I have a general question about padding in soft-prompt tuning setting.

In a batch when sequences are different length, typically we left-pad the smaller sequences like

# first example is left padded, batch size is set to two.
input_tokens = [ 
[<pad>, <pad>,  "my" "name"], 
["where", "are", "you", "from"]
]

And then, do you add soft-prompt embedding to the embeddings of the above padded tokens like below?

# se1, se2 are soft-prompt embeddings that needs to be tuned
input_embedding = [ 
[ se1, se2, Embedding(<pad>), Embedding(<pad>), Embedding("my"), Embedding("name"), ],
[ se1, se2, Embedding("where"), Embedding("are"), Embedding("you"), Embedding("from"), ],
]

Is my understanding right? Section 2.1 in the paper mentions the X to be padded using max sequence length.

Also other concern I have is, shouldnt we prepend the soft-prompt embeddings to the unpaded user embeddings and then pad the smaller sequences? Like,

# please note the change in the first example
input_embedding = [ 
[ Embedding(<pad>), Embedding(<pad>), se1, se2, , Embedding("my"), Embedding("name"), ],
[ se1, se2, Embedding("where"), Embedding("are"), Embedding("you"), Embedding("from"), ],
]

Can you please share your insights on how padding is done while doing soft-prompt tuning in general? Thank you for clarification.

Answer 1 · 2024-04-03T13:00:35.000Z

Hi,

Thanks for your question. Yes, you are correct. We add the soft prompt after the padding. For the T5 model, the padding is on the right side. For the decoder model, we do the same as what you mentioned above.
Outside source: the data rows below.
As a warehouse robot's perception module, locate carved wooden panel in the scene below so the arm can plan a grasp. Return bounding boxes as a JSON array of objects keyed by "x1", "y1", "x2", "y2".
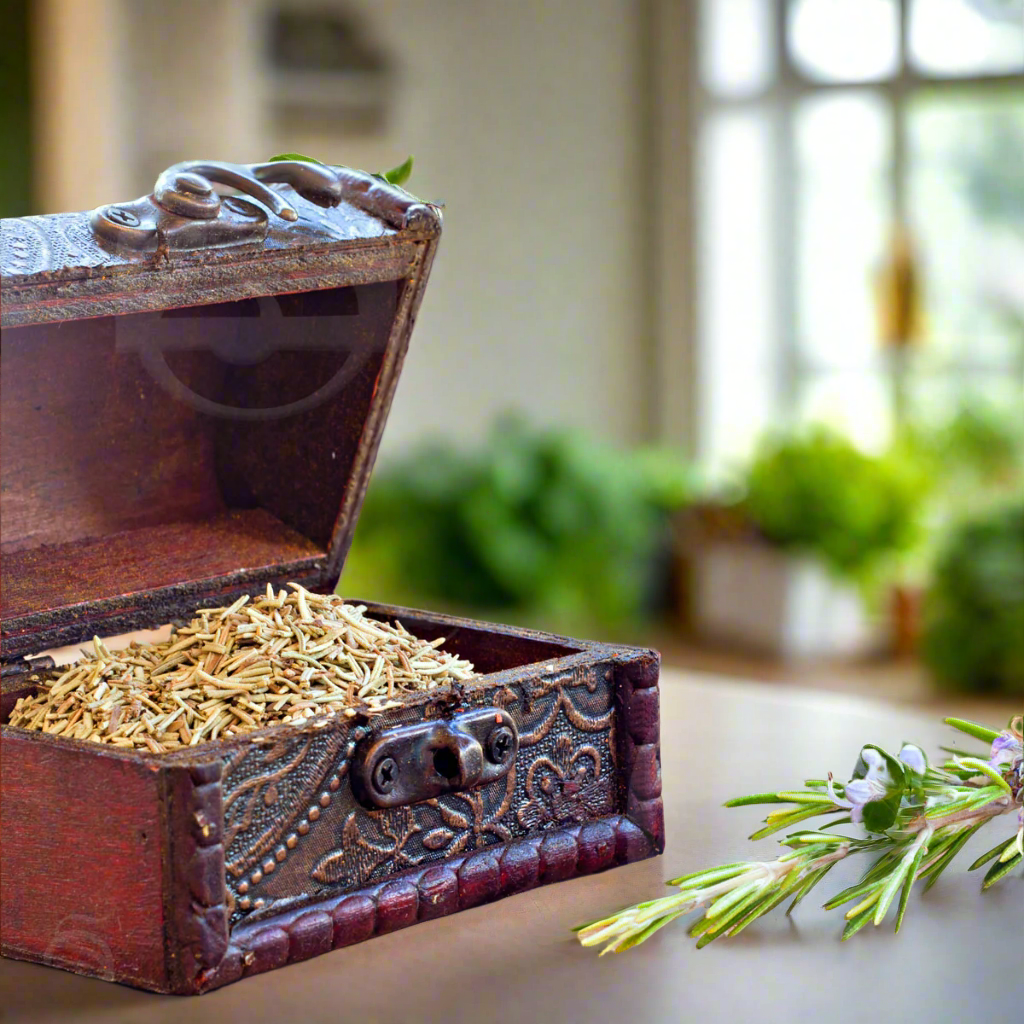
[
  {"x1": 0, "y1": 185, "x2": 396, "y2": 278},
  {"x1": 222, "y1": 665, "x2": 616, "y2": 926}
]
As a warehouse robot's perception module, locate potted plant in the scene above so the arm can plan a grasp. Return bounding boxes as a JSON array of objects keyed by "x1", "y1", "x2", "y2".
[{"x1": 692, "y1": 427, "x2": 925, "y2": 657}]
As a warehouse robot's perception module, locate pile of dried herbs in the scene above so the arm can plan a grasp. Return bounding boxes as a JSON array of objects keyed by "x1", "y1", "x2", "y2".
[{"x1": 9, "y1": 584, "x2": 473, "y2": 754}]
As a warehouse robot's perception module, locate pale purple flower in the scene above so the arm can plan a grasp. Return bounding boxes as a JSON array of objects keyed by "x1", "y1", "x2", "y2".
[
  {"x1": 896, "y1": 743, "x2": 928, "y2": 775},
  {"x1": 827, "y1": 743, "x2": 928, "y2": 822},
  {"x1": 988, "y1": 729, "x2": 1022, "y2": 768}
]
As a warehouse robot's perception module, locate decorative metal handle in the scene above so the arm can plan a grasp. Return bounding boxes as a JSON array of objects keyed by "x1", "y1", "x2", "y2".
[
  {"x1": 89, "y1": 160, "x2": 439, "y2": 258},
  {"x1": 351, "y1": 708, "x2": 519, "y2": 807}
]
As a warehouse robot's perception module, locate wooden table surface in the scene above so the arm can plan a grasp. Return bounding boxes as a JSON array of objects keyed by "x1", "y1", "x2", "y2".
[{"x1": 0, "y1": 672, "x2": 1024, "y2": 1024}]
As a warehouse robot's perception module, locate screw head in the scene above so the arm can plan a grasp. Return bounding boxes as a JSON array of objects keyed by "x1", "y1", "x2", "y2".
[
  {"x1": 485, "y1": 725, "x2": 515, "y2": 765},
  {"x1": 374, "y1": 758, "x2": 398, "y2": 793}
]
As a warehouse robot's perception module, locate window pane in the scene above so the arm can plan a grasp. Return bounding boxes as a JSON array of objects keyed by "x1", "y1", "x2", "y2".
[
  {"x1": 908, "y1": 0, "x2": 1024, "y2": 75},
  {"x1": 794, "y1": 92, "x2": 891, "y2": 368},
  {"x1": 800, "y1": 373, "x2": 892, "y2": 452},
  {"x1": 907, "y1": 89, "x2": 1024, "y2": 367},
  {"x1": 697, "y1": 111, "x2": 775, "y2": 466},
  {"x1": 700, "y1": 0, "x2": 775, "y2": 96},
  {"x1": 787, "y1": 0, "x2": 899, "y2": 82},
  {"x1": 909, "y1": 371, "x2": 1024, "y2": 429}
]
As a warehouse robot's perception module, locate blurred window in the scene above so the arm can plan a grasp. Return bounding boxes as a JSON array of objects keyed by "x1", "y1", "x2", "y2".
[{"x1": 696, "y1": 0, "x2": 1024, "y2": 467}]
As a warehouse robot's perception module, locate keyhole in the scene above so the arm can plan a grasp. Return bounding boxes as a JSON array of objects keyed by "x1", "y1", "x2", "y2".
[{"x1": 434, "y1": 746, "x2": 459, "y2": 779}]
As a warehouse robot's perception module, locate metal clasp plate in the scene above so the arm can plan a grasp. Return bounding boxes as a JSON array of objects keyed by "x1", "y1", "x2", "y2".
[{"x1": 351, "y1": 708, "x2": 519, "y2": 807}]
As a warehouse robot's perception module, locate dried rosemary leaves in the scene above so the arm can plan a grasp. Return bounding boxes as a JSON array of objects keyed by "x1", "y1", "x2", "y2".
[{"x1": 9, "y1": 584, "x2": 473, "y2": 754}]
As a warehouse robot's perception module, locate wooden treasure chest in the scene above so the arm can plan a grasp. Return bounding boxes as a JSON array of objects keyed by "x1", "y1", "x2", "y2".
[{"x1": 0, "y1": 161, "x2": 664, "y2": 994}]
Regarding whether we should prepend the soft-prompt embeddings to the unpaded user embeddings and then pad the smaller sequences, it is very interesting to try and it might be helpful for improving the model performance. However, it might make it difficult to apply our proposed method, where we need to add the multiplication of the low-rank matrices to the word representations.

Answer 2 · 2024-04-03T13:14:27.000Z

Thank you!